А я занялась посылкой, которая прибыла накануне. Она подверглась, наверно, сотне проверок, прежде чем мне самой разрешили её вскрыть. Потому что коробка пришла с Зимары. Передавая мне её после проверки, Кайнорт странно хрюкнул. Начнём с того, что посылку оборачивала почтовая плёнка. Я её срезала. Под плёнкой оказалась плотная целлофановая обёртка, а в ней — коробка с биркой из морга. На бирке были выдавлены инициалы «У. и Ш.». Внутри коробки, среди наполнителя из песцового пуха, нашёлся вакуумный пакет. А в нём коробка поменьше.
Я начала понимать, отчего Кайнорт захрюкал.
В новой коробке лежал пакет, щедро заклеенный скотчем. Освободив от него пакет, я обнаружила внутри вельветовый мешочек. В нём лежал пирамидальный футляр, склеенный из картона. Футляр был холодный на ощупь. Я его осторожно расклеила, и оттуда посыпался снег, служивший наполнителем для последнего слоя.
Снег пах Зимарой… и Френа-Маньяной…
С ног до головы в мурашках, я открыла надутый воздухом пакет и достала маленький бумажный самолётик. На его крыле была записка:
'Эй, Эмбер!
Мы в порядке! Только Сомн, бедняга, покинул нас на днях. Сказал, во сне не больно. Это тебе последний привет от него.
Уё и Шампу'.
Я повертела самолётик в руке и запустила с крыши. Далеко-далеко улетел.
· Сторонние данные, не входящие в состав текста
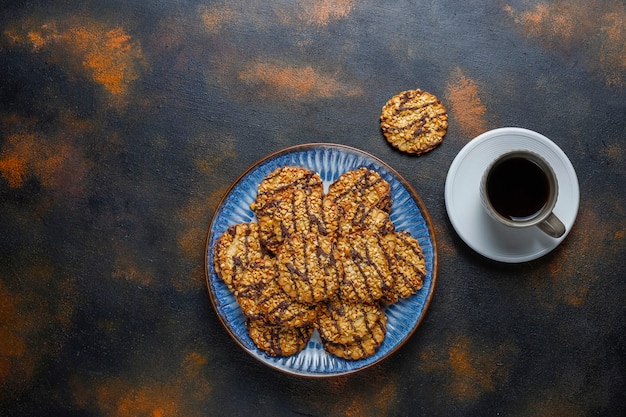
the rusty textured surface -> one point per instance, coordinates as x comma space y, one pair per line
122, 123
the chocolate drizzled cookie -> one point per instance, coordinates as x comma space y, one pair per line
289, 200
414, 121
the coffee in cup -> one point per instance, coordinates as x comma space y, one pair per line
520, 189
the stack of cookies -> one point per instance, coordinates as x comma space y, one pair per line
319, 261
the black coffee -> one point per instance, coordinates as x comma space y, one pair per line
517, 188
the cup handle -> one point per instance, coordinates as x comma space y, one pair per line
552, 226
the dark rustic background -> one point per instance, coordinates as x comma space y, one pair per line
122, 123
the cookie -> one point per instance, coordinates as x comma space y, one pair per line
235, 249
370, 219
366, 267
414, 121
261, 297
351, 198
254, 283
308, 268
278, 340
407, 265
289, 200
346, 323
360, 349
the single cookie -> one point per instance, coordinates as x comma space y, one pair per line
366, 267
370, 219
360, 349
279, 309
351, 199
261, 297
278, 340
308, 268
407, 265
254, 283
289, 200
414, 121
346, 323
235, 249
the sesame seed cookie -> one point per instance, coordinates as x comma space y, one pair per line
350, 200
308, 268
407, 264
360, 349
345, 323
261, 297
235, 249
289, 200
366, 267
278, 340
414, 121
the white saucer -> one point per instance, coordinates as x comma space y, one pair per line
473, 224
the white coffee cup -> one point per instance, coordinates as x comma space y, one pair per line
519, 189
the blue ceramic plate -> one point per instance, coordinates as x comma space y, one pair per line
407, 213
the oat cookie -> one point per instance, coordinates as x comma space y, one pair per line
345, 323
235, 249
278, 340
414, 121
407, 265
308, 268
350, 200
261, 297
360, 349
289, 200
254, 283
279, 309
366, 267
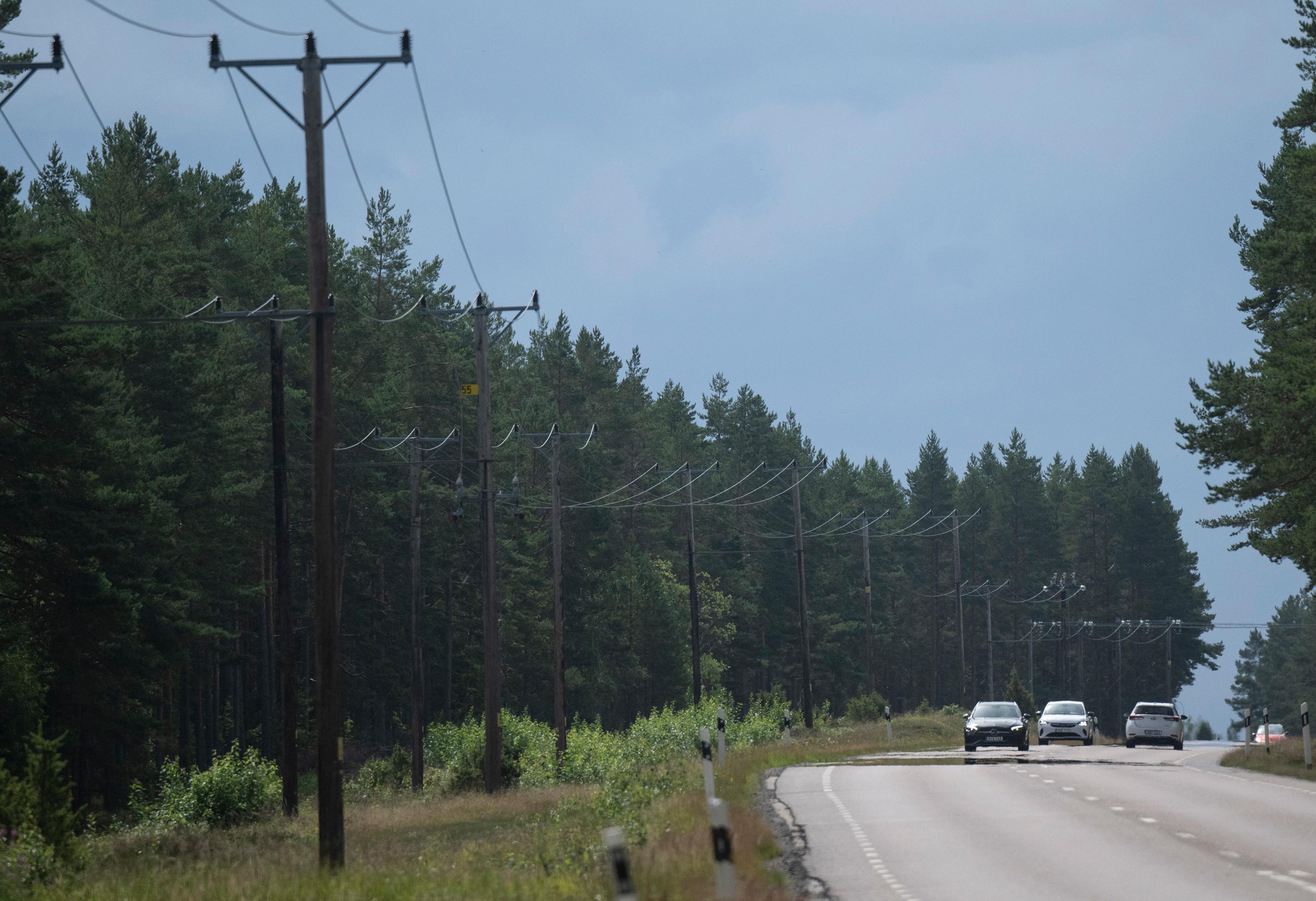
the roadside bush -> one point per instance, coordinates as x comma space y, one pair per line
237, 788
379, 775
25, 860
866, 708
594, 754
37, 819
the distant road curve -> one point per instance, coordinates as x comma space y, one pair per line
1060, 823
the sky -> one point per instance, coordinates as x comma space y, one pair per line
890, 219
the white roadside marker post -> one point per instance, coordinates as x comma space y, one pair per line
724, 871
622, 882
1307, 736
1247, 733
707, 753
722, 738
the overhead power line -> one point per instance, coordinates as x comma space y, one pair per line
444, 181
257, 25
144, 25
15, 132
86, 97
252, 131
344, 136
357, 22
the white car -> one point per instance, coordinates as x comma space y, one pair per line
1155, 724
1065, 721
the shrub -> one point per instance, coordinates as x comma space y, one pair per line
25, 860
237, 788
866, 708
594, 754
1018, 692
52, 795
378, 775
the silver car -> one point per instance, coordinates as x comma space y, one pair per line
1065, 721
1155, 724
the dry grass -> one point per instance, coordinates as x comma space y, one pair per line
1285, 760
523, 843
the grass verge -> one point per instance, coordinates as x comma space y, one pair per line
540, 843
1285, 760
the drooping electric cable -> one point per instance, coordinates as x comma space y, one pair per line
252, 131
86, 97
15, 132
357, 22
257, 25
443, 181
344, 136
144, 25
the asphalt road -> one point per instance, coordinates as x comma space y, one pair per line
1056, 823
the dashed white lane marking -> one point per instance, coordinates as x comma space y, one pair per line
865, 845
1291, 880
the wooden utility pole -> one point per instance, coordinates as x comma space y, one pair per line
323, 433
803, 596
418, 729
283, 577
481, 313
960, 604
697, 652
695, 649
560, 665
323, 515
489, 564
868, 608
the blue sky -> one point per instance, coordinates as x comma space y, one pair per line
888, 218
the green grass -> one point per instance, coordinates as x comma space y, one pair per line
540, 843
1285, 760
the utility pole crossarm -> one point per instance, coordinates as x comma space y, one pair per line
57, 62
329, 683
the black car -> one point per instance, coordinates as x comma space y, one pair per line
995, 724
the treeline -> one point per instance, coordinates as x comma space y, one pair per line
1253, 420
136, 529
1277, 670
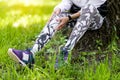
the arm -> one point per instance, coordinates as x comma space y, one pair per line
64, 5
65, 20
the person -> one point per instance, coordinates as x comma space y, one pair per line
82, 14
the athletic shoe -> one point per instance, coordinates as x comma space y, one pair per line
24, 57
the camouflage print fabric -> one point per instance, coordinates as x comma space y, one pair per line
89, 19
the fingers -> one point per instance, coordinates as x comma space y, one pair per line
60, 25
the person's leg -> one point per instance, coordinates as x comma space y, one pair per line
47, 33
89, 19
27, 56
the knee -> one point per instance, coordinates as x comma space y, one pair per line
89, 8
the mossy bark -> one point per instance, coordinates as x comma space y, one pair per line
101, 38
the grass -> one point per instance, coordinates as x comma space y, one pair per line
21, 22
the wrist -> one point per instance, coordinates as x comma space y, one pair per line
69, 17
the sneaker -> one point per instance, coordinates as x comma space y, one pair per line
23, 57
62, 57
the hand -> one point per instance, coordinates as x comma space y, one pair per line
55, 12
62, 21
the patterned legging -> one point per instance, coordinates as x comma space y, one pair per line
89, 19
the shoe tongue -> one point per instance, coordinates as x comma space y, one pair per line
18, 53
25, 56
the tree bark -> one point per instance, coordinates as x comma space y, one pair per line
93, 40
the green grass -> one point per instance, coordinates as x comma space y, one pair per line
19, 26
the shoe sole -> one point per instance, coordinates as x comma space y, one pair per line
14, 57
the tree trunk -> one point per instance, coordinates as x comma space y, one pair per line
101, 38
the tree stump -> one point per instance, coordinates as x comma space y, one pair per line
92, 40
101, 38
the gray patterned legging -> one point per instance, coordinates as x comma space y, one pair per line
89, 19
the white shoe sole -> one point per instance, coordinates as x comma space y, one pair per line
14, 57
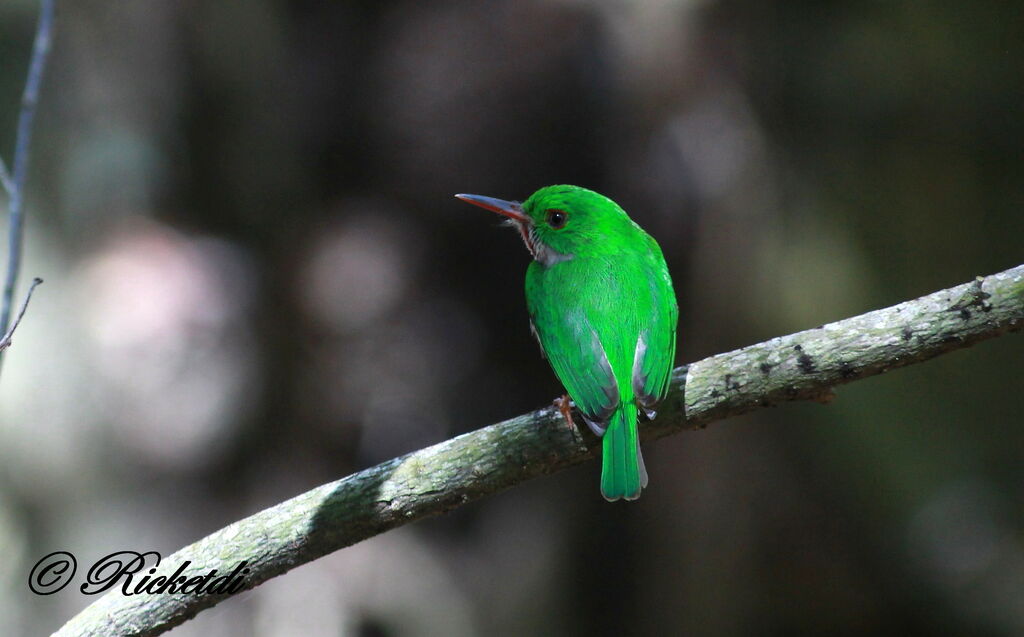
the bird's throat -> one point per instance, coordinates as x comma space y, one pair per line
541, 252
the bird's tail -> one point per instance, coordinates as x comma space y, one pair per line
623, 473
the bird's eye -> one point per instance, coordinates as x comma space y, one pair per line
557, 218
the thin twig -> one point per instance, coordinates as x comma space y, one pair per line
5, 341
805, 366
5, 180
14, 183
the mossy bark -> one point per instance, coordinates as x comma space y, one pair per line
803, 366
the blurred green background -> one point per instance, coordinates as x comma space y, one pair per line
257, 281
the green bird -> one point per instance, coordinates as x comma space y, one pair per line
602, 306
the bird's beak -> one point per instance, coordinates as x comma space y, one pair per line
512, 210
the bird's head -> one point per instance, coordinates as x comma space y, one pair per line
559, 222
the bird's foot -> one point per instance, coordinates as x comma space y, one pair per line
564, 406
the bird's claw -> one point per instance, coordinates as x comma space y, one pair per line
564, 406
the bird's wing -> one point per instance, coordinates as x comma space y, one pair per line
655, 350
579, 359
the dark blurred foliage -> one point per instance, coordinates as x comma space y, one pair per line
258, 282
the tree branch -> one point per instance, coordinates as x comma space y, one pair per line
14, 183
803, 366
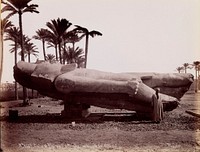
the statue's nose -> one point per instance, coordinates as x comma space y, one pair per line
191, 77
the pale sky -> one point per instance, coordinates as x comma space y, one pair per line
138, 35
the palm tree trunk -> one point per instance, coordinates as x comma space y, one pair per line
1, 58
56, 50
86, 49
16, 89
59, 47
44, 51
25, 95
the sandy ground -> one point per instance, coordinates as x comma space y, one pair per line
40, 128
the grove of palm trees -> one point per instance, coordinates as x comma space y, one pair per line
55, 34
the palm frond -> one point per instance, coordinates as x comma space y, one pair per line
94, 33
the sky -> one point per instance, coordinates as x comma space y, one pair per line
138, 35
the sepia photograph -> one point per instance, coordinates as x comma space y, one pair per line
100, 76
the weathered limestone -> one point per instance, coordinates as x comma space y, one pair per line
131, 91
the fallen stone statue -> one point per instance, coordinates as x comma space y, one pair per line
131, 91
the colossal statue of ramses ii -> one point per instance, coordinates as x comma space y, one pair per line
131, 91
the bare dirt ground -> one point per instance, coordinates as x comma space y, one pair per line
40, 128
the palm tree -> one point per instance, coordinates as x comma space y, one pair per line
30, 49
196, 66
5, 25
58, 28
52, 42
74, 56
179, 69
87, 33
13, 35
50, 58
72, 37
42, 34
19, 7
186, 66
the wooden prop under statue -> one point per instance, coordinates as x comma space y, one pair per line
80, 87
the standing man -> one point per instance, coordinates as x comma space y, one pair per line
157, 114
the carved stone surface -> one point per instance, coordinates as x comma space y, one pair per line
131, 91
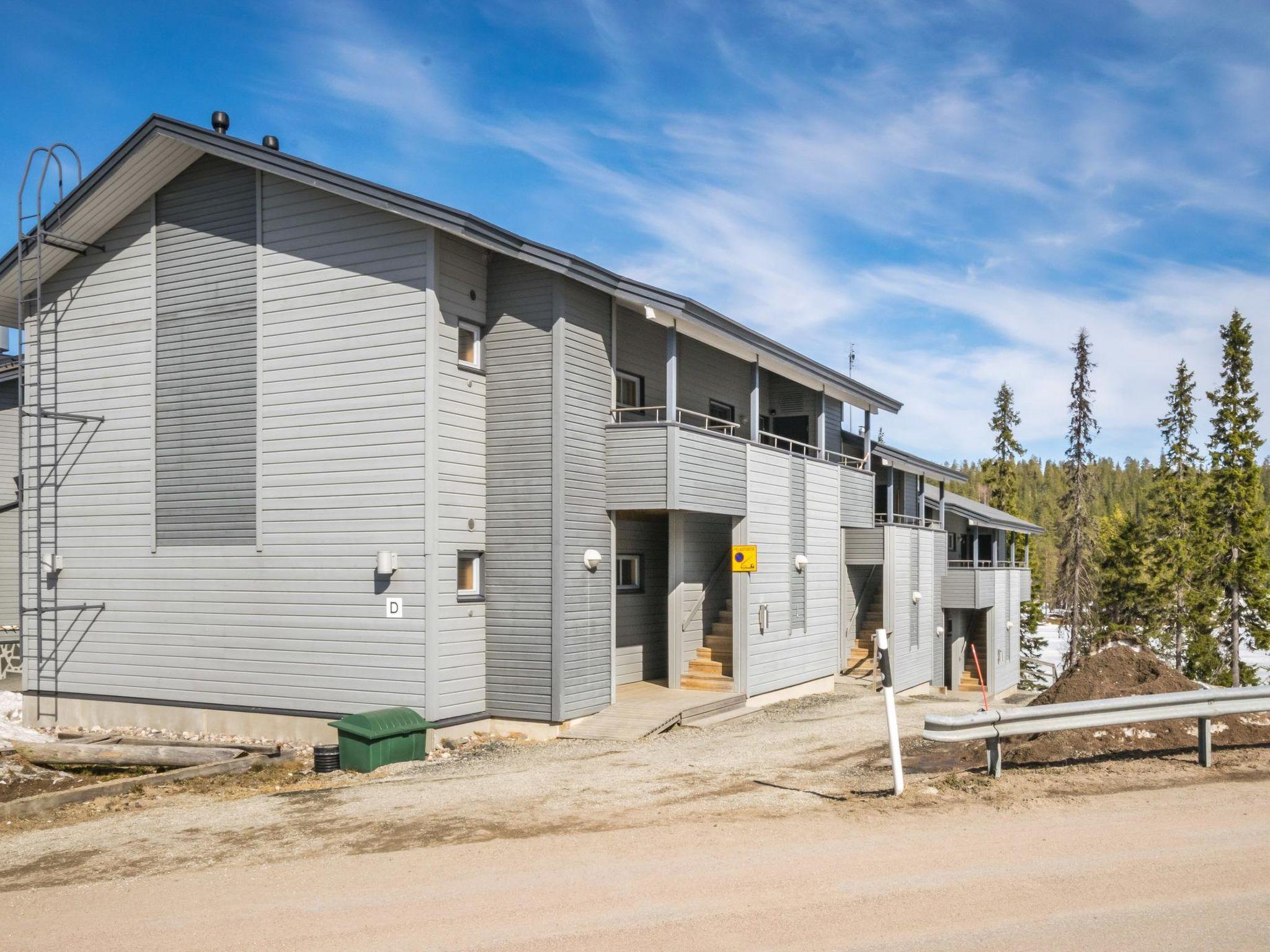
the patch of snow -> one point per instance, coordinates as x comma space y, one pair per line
11, 721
Пальцы Кая сжались на моём запястье. Обернувшись, я увидела, что он так и читает с керамбитом в зубах. Едва дыша и не моргая. Он судорожно потянул меня к себе, чтобы дочитать вместе. Это писал его величество риз Эммерхейс.
'Здравствуй, Кайнорт.
Я по делу. Ты же помнишь, что Самина на протяжении целого века увлечённо исследовала природу жорвелов? В это трудно поверить, но прожжённые слизью ковры в нашей гостиной вознаграждены стократно. Нам открылось то, что ибрионцы зовут тайной секретной загадки. Задача, которую, казалось, невозможно решить. Не буду утомлять тебя подробным описанием физиологии. Выяснилось, что особо приготовленная взвесь из крови, слизи и паутины жорвелов действует как полноценный и стабильный заменитель эритроцитов для эзеров. Многократные эксперименты на Кассиусе Фоксе это подтвердили. Одной инъекции взвеси хватает на пять-шесть лет, но Самина обещает усовершенствовать состав. Так-то вот. Кто бы мог подумать, что жорвелы станут особо охраняемым видом, лишь бы избавить мир от других кровопийц?
В общем, у меня всё.
Посылаю вам первую партию взвеси вдогонку к этому письму.
Передай Эмбер, что Кассиус здоров и отправился в тюрьму свободным человеком.
Привет тебе от Самины.
И почему-то от Ориса.
Сиби просит передать, что от неё тебе привета нет'.
Я наклонилась над лицом Кая, напряжённым и белым, и поцеловала краешек лезвия керамбита у него в зубах. Потом мы сидели и молча пили чай из позабудок, пока на крыше не стало зябко, а закатные лучи не заклевали нам глаза.
— Наверно, тебе нужно ему что-нибудь написать, — предположила я, обуваясь. — Было бы невежливо совсем ничего не ответить.
Кайнорт подумал и отправил:
'Спасибо.
После всего, что с нами приключилось в эти сто лет, только один вопрос волнует меня чрезвычайно.
Ты больше не проваливаешься сквозь трибуну?
К. Б.'.
— Меня вчера повысили, — сказал он, шнуруя кеды: красный, потом синий. — Теперь будет меньше перестрелок и больше свободного времени. Так что я тут подумал. Настала пора всё изменить. Повернуть старый ключ, выбросить его и постучаться в другую дверь.
Покончив со шнурками, он положил мои ноги в розовом и сером кедах к себе на колени.
— Эмбер, я хочу делать с тобой роботов. Научишь меня?
Я подмигнула Каю сквозь лиловый чай, допила последний глоток и съела лепесток позабудки со дна.
— Мы начнём новую эру с чего-нибудь самого простого. Для первого робота нам понадобится этот пластиковый стаканчик.